We use "ports and adapters" with success for (larger) applications, which contain certain business logic and/or provide several ways to access the services. We often use the approach hand-in-hand with Domain Driven Design. In comparison with other layering patterns (e.g. layered architecture) it allows you to have a true technology-free core (domain) model. Why? Because, with the concept of "secondary ports" (=interfaces), it inverts the control and allows outer layers to provide adapters (=implementations of the defined interface).

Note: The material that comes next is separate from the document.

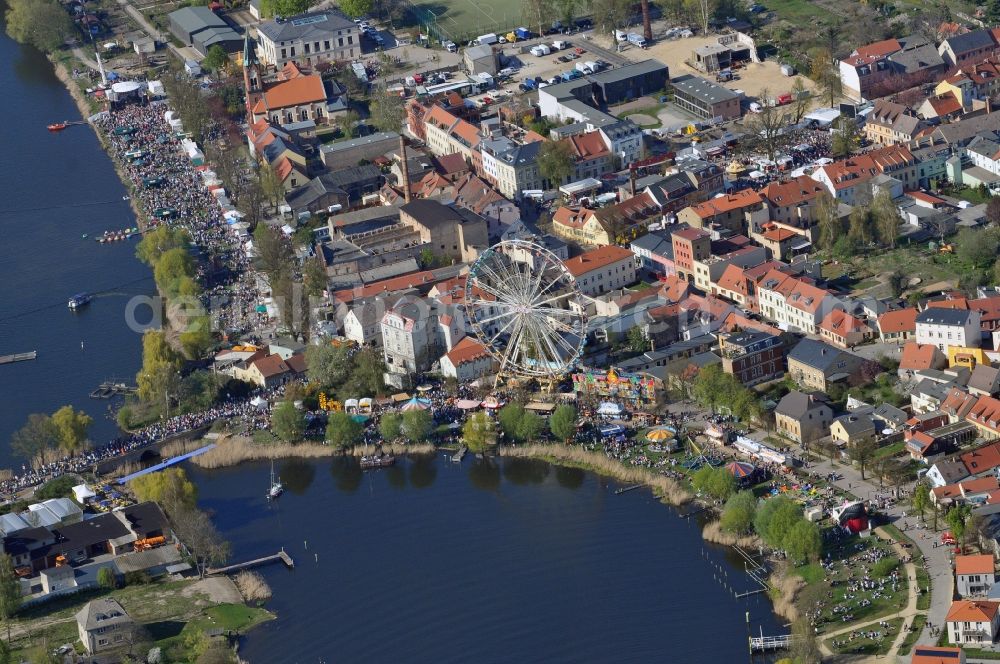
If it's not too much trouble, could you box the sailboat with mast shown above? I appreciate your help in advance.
[267,460,283,500]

It also defines clear boundaries regarding where to put what logic of your application.

You can find out more about the details and its origins in well-known blog posts such as The Clean Architecture or Hexagonal architecture

In short, here is how we often layer such applications:

  • Domain:
    • Is the inner layer and contains the technology-free domain model
    • Often uses building blocks from Domain Driven Design
    • It defines primary and secondary ports. (E.g. a secondary port is in "interface" that needs to be implemented in the infrastructure layer.)
  • Application:
    • Contains the Application's API and Services, that are developed around the use cases in the application requirements.
    • These use cases orchestrate the flow of data to and from the domain
  • Interfaces:
    • Contain everything required to convert data from the format most-convenient for the use cases (e.g. in the application layer) to the format required for external agency/access
    • e.g. (Web) Controllers / DTOs for handling forms, etc.
  • Infrastructure:
    • This layer is where all the (technical) details live. (The database and persistence is a detail, the communication format and mappings with external services is a detail, etc.)
    • In this layer you typically have adapters for the secondary ports that have been defined in the layers below. (e.g. an Implementation of a Repository interface from the Domain layer)

These layers belong to every bounded context (modules) inside the application.

Are you searching for a potential timeless architecture for your critical application? Try implementing a potent technology-free domain model in the core layer and use ports and adapters to layer your application.